Grace and peace be yours in abundance through the knowledge of God and of Jesus our Lord.
Grace and peace be multiplied to you in the knowledge of God and of Jesus our Lord;
May God bless you with his special favor and wonderful peace as you come to know Jesus, our God and Lord, better and better.
Grace and peace to you many times over as you deepen in your experience with God and Jesus, our Master.
May grace and peace ever be increasing in you, in the knowledge of God and of Jesus our Lord;
May grace and peace be yours in abundance in the knowledge of God and of Jesus our Lord.
Grace and peace be multiplied to you in the knowledge of God and of Jesus our Lord,
|NET © [draft] ITL|
|NET © Notes||
1 tn Grk “May grace and peace be multiplied to you.”
2 tn The words “as you grow” are not in the Greek text, but seem to be implied.
3 tn The word ἐπίγνωσις (epignwsis) could simply mean knowledge, but J. B. Mayor (Jude and Second Peter, 171-74) has suggested that it is often a fuller knowledge, especially in reference to things pertaining to spiritual truth. R. Bauckham (Jude, 2 Peter [WBC], 169-70) argues that it refers to the knowledge of God that is borne of conversion, but this is probably saying too much and is asking questions of the author that are foreign to his way of thinking. The term is used in 1:2, 3, 8; 2:20 (the verb form occurs twice, both in 2:21). In every instance it evidently involves being in the inner circle of those who connect to God, though it does not necessarily imply such a direct and relational knowledge of God for each individual within that circle. An analogy would be Judas Iscariot: Even though he was a disciple of the Lord, he was not converted.

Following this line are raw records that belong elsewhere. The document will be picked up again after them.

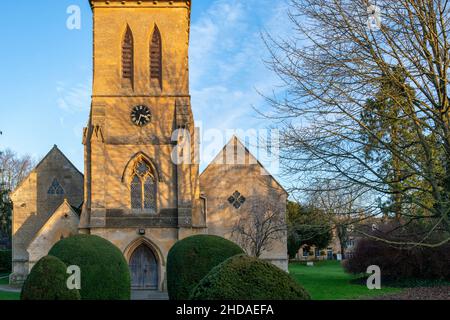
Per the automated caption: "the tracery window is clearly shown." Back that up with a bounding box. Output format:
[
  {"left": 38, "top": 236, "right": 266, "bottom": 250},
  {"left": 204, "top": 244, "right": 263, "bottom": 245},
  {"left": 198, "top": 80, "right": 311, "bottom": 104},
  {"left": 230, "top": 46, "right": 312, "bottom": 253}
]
[{"left": 130, "top": 159, "right": 156, "bottom": 212}]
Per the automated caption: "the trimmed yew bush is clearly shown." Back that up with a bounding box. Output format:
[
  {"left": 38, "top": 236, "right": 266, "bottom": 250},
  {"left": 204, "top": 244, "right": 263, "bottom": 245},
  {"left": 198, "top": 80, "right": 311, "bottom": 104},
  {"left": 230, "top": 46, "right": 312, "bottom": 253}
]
[
  {"left": 20, "top": 256, "right": 80, "bottom": 300},
  {"left": 49, "top": 235, "right": 131, "bottom": 300},
  {"left": 167, "top": 235, "right": 243, "bottom": 300},
  {"left": 190, "top": 255, "right": 310, "bottom": 300}
]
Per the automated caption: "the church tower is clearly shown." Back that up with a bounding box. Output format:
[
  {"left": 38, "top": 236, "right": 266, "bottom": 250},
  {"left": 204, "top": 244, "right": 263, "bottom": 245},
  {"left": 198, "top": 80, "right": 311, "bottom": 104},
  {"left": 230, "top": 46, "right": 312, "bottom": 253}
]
[{"left": 80, "top": 0, "right": 206, "bottom": 287}]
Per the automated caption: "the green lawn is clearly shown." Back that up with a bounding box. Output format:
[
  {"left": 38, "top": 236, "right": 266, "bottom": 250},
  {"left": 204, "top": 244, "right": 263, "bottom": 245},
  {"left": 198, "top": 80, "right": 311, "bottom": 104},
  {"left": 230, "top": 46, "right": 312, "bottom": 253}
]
[
  {"left": 289, "top": 261, "right": 402, "bottom": 300},
  {"left": 0, "top": 274, "right": 20, "bottom": 300}
]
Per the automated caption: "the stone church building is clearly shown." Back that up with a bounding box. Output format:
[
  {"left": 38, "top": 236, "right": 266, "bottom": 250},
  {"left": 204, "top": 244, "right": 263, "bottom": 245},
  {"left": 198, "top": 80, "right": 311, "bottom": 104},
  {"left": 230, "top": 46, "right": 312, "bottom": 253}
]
[{"left": 10, "top": 0, "right": 288, "bottom": 291}]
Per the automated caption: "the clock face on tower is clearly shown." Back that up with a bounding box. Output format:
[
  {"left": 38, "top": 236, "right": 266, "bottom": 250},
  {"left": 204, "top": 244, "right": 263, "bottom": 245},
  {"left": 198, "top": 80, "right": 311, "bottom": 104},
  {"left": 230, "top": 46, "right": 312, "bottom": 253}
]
[{"left": 131, "top": 105, "right": 152, "bottom": 127}]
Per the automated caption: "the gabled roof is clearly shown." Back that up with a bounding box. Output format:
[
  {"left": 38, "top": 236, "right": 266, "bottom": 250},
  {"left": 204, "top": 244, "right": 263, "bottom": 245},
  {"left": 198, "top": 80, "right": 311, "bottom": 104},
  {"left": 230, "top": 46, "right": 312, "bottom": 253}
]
[
  {"left": 11, "top": 144, "right": 84, "bottom": 197},
  {"left": 30, "top": 199, "right": 80, "bottom": 244},
  {"left": 200, "top": 135, "right": 289, "bottom": 195}
]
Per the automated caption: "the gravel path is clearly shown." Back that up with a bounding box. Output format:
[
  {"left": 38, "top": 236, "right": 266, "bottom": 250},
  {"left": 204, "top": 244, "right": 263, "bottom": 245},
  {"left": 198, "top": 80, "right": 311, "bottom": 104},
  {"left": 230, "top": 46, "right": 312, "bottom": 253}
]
[{"left": 373, "top": 286, "right": 450, "bottom": 300}]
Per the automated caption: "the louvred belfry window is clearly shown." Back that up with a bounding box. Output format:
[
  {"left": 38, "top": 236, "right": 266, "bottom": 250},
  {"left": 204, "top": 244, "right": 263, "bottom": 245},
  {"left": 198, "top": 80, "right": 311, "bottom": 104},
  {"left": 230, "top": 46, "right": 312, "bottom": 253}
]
[
  {"left": 122, "top": 27, "right": 134, "bottom": 83},
  {"left": 150, "top": 26, "right": 162, "bottom": 88}
]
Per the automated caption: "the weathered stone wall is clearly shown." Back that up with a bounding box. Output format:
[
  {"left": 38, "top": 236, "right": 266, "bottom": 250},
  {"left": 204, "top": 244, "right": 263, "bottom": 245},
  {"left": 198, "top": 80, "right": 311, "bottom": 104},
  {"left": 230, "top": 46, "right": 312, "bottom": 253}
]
[
  {"left": 200, "top": 139, "right": 288, "bottom": 271},
  {"left": 27, "top": 201, "right": 80, "bottom": 270},
  {"left": 12, "top": 146, "right": 83, "bottom": 282}
]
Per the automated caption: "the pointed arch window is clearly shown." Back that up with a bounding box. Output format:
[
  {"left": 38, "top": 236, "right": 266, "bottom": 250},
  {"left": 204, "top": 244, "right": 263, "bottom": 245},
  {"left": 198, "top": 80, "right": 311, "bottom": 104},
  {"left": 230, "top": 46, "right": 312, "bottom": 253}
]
[
  {"left": 130, "top": 159, "right": 156, "bottom": 213},
  {"left": 122, "top": 26, "right": 134, "bottom": 83},
  {"left": 150, "top": 25, "right": 162, "bottom": 88}
]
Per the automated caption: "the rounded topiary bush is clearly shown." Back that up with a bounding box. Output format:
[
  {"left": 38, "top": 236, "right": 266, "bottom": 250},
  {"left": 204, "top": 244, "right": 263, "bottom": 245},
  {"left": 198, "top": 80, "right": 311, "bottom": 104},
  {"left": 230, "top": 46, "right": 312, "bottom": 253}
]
[
  {"left": 20, "top": 256, "right": 80, "bottom": 300},
  {"left": 190, "top": 255, "right": 310, "bottom": 300},
  {"left": 167, "top": 235, "right": 243, "bottom": 300},
  {"left": 49, "top": 235, "right": 130, "bottom": 300},
  {"left": 0, "top": 250, "right": 12, "bottom": 273}
]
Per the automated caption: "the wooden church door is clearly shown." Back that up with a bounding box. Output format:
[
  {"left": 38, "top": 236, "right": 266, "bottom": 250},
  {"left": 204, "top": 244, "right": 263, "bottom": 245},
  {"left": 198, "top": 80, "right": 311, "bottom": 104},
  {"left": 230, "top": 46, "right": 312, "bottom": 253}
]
[{"left": 130, "top": 245, "right": 158, "bottom": 290}]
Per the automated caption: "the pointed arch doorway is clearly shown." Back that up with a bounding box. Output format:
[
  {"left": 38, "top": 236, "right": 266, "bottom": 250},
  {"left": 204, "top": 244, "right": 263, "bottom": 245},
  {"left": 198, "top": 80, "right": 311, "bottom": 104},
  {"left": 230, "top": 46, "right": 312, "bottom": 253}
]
[{"left": 129, "top": 244, "right": 159, "bottom": 290}]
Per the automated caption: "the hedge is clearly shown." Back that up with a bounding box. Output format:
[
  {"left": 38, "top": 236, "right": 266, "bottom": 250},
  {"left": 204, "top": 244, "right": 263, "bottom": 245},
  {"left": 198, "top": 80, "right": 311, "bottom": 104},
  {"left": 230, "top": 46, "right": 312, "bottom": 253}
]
[
  {"left": 190, "top": 255, "right": 310, "bottom": 300},
  {"left": 167, "top": 235, "right": 243, "bottom": 300},
  {"left": 344, "top": 239, "right": 450, "bottom": 282},
  {"left": 20, "top": 256, "right": 80, "bottom": 300},
  {"left": 0, "top": 250, "right": 12, "bottom": 273},
  {"left": 49, "top": 235, "right": 131, "bottom": 300}
]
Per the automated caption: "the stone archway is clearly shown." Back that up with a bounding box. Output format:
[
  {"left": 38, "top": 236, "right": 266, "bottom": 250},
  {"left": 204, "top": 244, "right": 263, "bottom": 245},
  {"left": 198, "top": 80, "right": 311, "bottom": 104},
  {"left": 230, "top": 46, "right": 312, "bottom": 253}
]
[
  {"left": 123, "top": 237, "right": 166, "bottom": 292},
  {"left": 129, "top": 243, "right": 159, "bottom": 290}
]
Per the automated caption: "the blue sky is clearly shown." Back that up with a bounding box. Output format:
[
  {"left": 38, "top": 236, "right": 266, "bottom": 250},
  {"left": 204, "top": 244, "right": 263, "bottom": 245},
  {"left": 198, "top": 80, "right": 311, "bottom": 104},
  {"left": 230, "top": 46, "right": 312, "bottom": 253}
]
[{"left": 0, "top": 0, "right": 288, "bottom": 175}]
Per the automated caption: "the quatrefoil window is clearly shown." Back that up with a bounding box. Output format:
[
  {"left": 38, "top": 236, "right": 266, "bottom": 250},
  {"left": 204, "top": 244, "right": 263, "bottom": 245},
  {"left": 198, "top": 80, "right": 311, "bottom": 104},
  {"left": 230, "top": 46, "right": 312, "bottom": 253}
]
[
  {"left": 47, "top": 178, "right": 64, "bottom": 195},
  {"left": 228, "top": 191, "right": 247, "bottom": 209}
]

4 tn A comma properly belongs at the end of v. 2 instead of a period, since v. 3 is a continuation of the same sentence. With the optative in v. 2, the author has departed from Paul’s normal greeting (in which no verb is used), rendering the greeting a full-blown sentence. Nevertheless, this translation divides the verses up along thematic lines in spite of breaking up the sentence structure. For more explanation, see note on “power” in v. 3.